S.141 (Carlucci) / A.6606 (Crespo)


Senior Director of Government Affairs


S.141 (Carlucci) / A.6606 (Crespo)


Pharmaceutical Price Control (Gouging)



The Business Council of New York State has reviewed S.141 (Carlucci) and opposes its enactment for a number of reasons.

The bill would grant the Attorney General new oversight and authority to unnecessarily regulate the price of pharmaceuticals. The legislation gives broad and unusual power to the Attorney General to decide that any price change for a drug over a six month period is price gouging, and allows the price comparisons from other jurisdictions, not taking into account the vast differences in markets and plan designs.

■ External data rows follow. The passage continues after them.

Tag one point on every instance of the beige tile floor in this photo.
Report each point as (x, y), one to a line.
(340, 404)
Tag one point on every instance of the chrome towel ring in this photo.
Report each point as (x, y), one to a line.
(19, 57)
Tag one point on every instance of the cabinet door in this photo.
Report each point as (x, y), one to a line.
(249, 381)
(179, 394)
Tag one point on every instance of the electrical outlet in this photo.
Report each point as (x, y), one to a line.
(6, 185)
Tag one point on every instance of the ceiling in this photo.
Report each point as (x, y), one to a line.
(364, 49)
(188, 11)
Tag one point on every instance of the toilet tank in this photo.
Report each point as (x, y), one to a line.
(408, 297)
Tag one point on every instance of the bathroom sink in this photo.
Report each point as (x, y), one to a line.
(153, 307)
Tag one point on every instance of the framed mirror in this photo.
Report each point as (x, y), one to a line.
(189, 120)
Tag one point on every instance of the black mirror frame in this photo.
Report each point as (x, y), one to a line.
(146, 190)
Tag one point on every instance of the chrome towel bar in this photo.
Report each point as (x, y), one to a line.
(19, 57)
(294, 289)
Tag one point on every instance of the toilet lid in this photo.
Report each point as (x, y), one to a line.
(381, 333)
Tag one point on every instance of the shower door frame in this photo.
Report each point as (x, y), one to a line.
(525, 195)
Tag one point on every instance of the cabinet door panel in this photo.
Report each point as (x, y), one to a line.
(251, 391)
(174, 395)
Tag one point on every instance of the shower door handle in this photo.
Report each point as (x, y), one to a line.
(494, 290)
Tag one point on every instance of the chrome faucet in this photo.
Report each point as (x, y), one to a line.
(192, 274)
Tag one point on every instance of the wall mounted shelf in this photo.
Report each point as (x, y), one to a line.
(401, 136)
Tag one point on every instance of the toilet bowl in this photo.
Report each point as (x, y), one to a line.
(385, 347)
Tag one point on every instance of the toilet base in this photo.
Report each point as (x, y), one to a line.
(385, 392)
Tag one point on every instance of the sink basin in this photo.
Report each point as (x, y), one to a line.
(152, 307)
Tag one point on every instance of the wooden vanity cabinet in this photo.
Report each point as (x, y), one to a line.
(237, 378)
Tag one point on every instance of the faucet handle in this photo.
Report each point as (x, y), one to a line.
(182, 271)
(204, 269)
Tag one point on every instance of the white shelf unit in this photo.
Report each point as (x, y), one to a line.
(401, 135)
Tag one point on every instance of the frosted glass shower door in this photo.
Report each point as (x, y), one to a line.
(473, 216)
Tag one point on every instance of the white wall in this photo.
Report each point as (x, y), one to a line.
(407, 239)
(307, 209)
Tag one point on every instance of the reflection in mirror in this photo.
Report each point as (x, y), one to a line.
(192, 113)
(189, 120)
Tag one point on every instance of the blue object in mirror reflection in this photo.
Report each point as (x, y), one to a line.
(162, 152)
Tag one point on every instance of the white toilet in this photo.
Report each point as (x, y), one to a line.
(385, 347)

Many businesses sell products at different prices in different markets depending on local competitive conditions. The regulation of one segment of the free market would be an over-arching interference by the Legislature especially considering that New York already has robust anti-gouging laws.  We believe existing law, Section 396-r of the General Business Law, is adequate and appropriate as it addresses price gouging and gives enforcement authority to the Attorney General. It allows for injunctive relief, a civil penalty up to $25,000 and instructs the court as to the criteria for the finding of “unconscionably excessive”, rendering any new legal standard superfluous at best and a mechanism for complete price control at worst. 

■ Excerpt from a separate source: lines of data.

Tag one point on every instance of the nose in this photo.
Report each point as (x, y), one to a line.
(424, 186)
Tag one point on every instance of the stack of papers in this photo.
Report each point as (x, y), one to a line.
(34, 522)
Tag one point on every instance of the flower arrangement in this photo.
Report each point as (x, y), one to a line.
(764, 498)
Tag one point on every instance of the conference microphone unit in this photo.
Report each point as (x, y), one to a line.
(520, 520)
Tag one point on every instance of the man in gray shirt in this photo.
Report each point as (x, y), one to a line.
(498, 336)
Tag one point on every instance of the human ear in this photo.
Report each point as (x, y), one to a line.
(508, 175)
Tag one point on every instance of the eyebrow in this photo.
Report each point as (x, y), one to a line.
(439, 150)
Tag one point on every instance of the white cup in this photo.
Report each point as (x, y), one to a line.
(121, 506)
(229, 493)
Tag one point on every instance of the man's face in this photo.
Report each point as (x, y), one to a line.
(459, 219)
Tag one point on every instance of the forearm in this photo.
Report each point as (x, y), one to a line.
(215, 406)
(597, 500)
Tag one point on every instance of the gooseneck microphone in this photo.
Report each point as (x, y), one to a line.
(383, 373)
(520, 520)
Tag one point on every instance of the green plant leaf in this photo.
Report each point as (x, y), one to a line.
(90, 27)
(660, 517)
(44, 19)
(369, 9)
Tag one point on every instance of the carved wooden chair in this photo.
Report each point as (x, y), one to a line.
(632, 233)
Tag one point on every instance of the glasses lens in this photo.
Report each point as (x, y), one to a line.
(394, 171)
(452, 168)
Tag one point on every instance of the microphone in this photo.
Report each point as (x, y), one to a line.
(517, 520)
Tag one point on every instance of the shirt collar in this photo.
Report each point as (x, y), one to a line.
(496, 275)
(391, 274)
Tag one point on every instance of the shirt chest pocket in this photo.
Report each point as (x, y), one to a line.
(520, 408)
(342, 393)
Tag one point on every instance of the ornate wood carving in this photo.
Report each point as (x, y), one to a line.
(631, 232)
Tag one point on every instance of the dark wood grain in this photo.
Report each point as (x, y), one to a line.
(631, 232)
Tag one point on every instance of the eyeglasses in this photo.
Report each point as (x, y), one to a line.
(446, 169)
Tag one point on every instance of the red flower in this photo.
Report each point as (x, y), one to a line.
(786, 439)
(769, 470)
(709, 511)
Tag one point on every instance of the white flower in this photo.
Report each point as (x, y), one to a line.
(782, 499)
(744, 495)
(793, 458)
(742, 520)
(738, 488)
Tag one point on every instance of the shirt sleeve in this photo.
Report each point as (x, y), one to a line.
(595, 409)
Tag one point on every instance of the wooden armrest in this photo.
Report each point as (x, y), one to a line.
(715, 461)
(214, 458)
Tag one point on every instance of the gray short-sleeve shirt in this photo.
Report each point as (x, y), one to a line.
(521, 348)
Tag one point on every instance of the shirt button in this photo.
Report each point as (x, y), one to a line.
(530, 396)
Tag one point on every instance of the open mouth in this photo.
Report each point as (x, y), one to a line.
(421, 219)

Lastly, we believe that S.141 is contrary to existing federal law. Federal patent law preempts any provision that interferes with the pricing of patented drugs, biologics, or devices and courts have found that “the underlying determination about the proper balance between innovators’ profit and consumer access to medication…is exclusively one for Congress.  S.141 allows the state Attorney General to intervene whenever she feels a drug price is “unconscionably excessive”. This bill, as many similar from other states, is quite likely to fail Constitutional muster if challenged.

Due to the broad power afforded the Attorney General, the vagueness of the standards applied, already existing statutes dealing with gouging and the unnecessary interference in the free market, The Business Council of New York State, Inc. opposes the above legislation.